As more than 250 companies around the world race to become urban air mobility (UAM) vehicle manufacturers, Embry-Riddle is demonstrating its leadership in the field by building a manned experimental aircraft with distributed electrical propulsion and helicopter rotor blades. For researchers, the PAV-ER project is the next logical step to merge 10 years of technology development with an eight-rotor electric vertical takeoff and landing (eVTOL) aircraft that employs cyclic propeller pitch for transition between vertical to horizontal flight modes.
“We developed all the underpinnings of UAM technology here and all that was remaining was to merge them into a technology demonstrator vehicle,” said Richard “Pat” Anderson, Ph.D., director of the university’s Eagle Flight Research Center, one of the nation’s leading researchers in alternative propulsion.
Valuable lessons learned and experiences gained through three previous projects at the Center culminated in late 2019 with the development of PAV-ER, a 500-pound technology demonstrator. Almost a decade ago, students and faculty developed the world’s first parallel hybrid aircraft, which spurred the research and development resulting in a fully electric battery-powered aircraft using a Diamond HK-36 airframe in 2016. By 2018 the researchers at EFRC designed and developed the Mark II, an unmanned VTOL tailsitter vehicle that essentially taught itself to fly using novel AI-based control laws.
Working alongside faculty researchers, aerospace and mechanical engineering students are regularly testing the capabilities of PAV-ER’s eight distributed electric propulsion system, which can change thrust by employing three different strategies. Inspired by Mark II’s propulsion system of pods, they successfully demonstrated the scalability of the models on the PAV-ER. The vehicle is able to create thrust, or control, or a combination of thrust and control through its ability to control each hingeless prop-rotor independently or in unison, in addition to its ability to change motor RPM.
“Being able to switch across these three control strategies makes the PAV-ER testbed an invaluable tool in understanding how these types of aerospace vehicles should be certified depending on the thrust, lift, and control strategy used,” Anderson said.
Control is possible through the ability to generate longitudinal and lateral moments creating significant control authority in nominal and even degraded situations.
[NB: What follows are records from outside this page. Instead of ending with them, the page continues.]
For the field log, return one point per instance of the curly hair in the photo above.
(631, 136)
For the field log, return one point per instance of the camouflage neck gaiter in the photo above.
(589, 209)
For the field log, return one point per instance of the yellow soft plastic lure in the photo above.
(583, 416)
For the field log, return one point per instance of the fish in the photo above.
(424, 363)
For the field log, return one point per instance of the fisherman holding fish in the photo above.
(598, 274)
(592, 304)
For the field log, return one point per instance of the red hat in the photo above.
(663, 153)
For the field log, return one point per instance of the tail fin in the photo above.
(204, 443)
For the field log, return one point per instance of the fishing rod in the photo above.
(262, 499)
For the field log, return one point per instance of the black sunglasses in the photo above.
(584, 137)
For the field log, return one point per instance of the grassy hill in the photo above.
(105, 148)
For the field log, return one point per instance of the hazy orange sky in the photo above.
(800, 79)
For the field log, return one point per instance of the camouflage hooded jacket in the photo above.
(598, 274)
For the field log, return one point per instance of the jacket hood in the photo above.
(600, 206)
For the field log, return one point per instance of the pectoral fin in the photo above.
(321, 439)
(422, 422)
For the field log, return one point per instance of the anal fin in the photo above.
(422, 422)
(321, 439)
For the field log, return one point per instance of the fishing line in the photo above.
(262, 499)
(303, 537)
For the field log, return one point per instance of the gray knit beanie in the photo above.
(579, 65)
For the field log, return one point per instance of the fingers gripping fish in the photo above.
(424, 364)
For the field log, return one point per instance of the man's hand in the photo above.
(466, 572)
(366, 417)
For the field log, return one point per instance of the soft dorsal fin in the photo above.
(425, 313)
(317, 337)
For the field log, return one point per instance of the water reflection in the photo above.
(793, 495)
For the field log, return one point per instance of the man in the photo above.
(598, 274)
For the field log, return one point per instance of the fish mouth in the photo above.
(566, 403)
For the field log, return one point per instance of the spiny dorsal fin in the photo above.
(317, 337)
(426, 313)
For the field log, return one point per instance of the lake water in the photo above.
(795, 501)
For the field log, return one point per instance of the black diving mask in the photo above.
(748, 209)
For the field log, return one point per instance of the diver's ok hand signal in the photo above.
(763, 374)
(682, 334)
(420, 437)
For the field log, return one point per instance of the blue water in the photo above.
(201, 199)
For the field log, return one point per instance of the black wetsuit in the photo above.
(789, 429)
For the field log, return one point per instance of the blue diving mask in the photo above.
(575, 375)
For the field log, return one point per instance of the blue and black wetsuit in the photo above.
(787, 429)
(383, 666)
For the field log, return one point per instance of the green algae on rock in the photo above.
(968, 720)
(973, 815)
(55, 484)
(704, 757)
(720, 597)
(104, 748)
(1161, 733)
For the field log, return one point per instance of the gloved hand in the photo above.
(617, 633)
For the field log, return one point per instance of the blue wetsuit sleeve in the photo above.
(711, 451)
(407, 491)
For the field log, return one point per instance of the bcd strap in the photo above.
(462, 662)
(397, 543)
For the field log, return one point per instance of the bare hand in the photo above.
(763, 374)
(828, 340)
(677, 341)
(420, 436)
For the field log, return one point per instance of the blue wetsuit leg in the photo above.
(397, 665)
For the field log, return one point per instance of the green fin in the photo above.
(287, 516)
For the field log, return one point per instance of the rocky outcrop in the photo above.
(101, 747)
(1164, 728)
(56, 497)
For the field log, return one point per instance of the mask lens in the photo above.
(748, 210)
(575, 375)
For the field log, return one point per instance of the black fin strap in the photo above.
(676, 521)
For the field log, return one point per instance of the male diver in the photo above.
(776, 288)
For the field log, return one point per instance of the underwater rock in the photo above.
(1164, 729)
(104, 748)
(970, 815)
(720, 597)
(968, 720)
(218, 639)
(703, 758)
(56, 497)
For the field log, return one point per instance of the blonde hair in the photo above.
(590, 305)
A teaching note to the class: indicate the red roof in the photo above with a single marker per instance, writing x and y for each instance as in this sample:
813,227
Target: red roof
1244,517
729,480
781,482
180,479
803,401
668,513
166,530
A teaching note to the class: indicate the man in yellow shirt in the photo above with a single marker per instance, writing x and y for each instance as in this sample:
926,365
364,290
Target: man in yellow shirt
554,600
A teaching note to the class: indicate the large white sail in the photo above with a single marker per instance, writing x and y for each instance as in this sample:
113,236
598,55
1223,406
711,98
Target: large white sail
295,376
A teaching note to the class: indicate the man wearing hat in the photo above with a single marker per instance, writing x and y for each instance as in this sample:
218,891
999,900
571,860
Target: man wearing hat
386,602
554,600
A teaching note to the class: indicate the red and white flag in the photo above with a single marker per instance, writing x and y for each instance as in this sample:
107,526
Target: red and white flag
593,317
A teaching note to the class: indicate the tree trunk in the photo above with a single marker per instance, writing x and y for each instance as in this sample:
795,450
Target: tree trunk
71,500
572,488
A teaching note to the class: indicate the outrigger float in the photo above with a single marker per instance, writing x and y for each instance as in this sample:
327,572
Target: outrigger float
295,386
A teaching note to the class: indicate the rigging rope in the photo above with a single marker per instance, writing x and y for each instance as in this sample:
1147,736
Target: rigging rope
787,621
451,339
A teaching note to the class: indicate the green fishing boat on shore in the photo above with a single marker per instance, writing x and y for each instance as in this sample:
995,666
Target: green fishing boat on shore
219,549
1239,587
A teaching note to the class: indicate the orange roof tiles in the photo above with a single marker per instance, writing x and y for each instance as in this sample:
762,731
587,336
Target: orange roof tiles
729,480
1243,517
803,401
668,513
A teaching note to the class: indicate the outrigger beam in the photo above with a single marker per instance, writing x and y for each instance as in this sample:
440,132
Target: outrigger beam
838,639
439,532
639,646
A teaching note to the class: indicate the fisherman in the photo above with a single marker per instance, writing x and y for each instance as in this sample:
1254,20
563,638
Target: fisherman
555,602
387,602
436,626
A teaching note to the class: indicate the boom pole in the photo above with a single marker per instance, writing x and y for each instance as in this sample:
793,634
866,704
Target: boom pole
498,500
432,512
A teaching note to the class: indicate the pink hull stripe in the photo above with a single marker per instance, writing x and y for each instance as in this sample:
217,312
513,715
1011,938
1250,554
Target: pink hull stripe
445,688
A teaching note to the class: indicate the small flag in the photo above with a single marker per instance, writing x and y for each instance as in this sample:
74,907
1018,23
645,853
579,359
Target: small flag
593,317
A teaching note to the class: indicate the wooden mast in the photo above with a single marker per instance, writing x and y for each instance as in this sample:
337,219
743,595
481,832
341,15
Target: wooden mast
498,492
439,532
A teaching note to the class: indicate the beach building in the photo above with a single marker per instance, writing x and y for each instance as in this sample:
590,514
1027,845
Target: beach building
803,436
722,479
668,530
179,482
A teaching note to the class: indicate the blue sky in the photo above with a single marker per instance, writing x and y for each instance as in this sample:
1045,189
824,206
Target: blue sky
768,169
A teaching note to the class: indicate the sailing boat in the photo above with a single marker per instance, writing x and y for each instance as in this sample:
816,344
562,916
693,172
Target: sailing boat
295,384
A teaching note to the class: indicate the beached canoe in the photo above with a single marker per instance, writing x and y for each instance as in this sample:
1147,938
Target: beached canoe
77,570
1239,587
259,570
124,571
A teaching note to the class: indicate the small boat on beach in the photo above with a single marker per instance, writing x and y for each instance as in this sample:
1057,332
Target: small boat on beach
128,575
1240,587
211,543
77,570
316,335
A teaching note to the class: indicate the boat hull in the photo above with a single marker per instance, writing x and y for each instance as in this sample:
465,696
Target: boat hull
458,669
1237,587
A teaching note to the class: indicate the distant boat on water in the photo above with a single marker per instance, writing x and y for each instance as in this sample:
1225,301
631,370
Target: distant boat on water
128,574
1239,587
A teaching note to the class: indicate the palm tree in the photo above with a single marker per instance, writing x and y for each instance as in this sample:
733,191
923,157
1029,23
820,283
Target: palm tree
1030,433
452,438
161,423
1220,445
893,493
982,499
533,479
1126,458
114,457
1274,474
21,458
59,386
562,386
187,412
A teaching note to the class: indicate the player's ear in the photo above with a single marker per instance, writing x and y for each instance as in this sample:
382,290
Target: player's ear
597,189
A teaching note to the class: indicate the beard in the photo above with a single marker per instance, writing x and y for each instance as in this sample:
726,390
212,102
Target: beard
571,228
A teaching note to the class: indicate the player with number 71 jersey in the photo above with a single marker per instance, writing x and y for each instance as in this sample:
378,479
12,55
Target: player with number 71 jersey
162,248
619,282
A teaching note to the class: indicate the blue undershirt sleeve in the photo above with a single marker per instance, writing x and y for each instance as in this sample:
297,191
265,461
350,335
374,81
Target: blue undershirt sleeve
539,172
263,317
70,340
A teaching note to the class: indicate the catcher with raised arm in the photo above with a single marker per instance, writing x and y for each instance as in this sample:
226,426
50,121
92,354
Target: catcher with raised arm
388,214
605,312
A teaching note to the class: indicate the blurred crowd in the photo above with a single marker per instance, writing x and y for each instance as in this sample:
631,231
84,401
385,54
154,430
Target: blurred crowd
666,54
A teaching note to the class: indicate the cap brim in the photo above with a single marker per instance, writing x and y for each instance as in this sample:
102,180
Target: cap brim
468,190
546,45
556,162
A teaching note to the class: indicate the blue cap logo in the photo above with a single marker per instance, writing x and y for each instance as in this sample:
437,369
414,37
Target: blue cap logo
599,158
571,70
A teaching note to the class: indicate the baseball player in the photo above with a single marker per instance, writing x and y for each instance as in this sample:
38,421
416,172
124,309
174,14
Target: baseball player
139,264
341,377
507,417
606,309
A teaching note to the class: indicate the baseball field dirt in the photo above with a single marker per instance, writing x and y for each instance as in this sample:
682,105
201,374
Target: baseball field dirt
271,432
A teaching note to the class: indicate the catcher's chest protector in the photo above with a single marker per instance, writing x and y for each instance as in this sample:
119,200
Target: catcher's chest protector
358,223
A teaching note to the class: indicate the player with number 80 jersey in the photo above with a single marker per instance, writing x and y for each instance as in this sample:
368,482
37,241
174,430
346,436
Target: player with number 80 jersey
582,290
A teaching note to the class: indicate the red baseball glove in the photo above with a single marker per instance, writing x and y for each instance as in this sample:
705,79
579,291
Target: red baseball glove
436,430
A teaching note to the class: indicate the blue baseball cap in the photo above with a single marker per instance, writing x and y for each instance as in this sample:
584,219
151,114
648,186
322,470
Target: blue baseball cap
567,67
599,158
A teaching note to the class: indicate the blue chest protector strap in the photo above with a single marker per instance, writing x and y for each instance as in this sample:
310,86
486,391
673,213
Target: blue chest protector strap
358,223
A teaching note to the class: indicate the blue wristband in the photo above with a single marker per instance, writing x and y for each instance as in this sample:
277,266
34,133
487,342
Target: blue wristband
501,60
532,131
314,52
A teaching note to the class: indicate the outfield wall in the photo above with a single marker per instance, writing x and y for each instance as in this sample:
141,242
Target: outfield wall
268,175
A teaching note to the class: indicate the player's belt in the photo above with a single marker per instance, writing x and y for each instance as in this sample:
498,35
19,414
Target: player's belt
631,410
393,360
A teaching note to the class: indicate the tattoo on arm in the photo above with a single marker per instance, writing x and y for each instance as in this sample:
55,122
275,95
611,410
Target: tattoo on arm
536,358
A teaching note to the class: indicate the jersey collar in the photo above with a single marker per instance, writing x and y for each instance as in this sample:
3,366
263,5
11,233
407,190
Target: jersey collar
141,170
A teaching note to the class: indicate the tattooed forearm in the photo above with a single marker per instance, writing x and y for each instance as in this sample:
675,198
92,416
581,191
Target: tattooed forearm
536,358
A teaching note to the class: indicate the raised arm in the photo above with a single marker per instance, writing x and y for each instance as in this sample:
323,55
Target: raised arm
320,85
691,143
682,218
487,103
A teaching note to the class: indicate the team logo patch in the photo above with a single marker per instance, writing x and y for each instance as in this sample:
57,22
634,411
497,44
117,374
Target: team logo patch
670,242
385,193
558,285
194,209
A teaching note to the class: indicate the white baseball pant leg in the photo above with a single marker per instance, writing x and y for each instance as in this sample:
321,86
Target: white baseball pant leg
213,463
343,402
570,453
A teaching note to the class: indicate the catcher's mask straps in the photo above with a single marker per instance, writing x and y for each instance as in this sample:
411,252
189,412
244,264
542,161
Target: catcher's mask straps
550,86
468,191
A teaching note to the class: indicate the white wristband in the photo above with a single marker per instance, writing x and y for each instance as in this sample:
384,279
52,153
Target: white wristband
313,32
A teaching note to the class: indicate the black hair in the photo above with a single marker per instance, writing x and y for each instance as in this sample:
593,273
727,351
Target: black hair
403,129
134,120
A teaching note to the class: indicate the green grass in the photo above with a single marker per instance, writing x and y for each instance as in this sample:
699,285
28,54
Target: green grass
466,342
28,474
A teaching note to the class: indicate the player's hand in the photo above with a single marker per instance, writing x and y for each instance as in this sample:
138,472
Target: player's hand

Following propulsion simulations in MATLAB and Simulink, researchers developed the fly-by-wire flight control laws for a full vehicle simulation in preparation for the actual flight tests. The student-centered project also gave the future engineers an opportunity to experiment first-hand with initial autonomous flight testing.
Most of the research has focused on increasing reliability and the vehicle’s ability to accommodate in-flight failure, such as the loss of a rotor head.
“We have been able to demonstrate that PAV-ER’s distributed propulsion architecture and the high control authority of each pod allows the vehicle to continue flight with at least one failed rotor,” Anderson said. “This begins to align with airline-type safety requirements, which makes the vehicle safer than standard helicopters.”
Researchers will continue to test and refine flight control algorithms and systems to be used in eVTOL vehicles of the future. Anderson said they plan to share test data results with the aerospace community as well as industry to promote rapid advancement of UAM and to shape the future of airworthiness criteria and means of compliance for these new types of vehicles.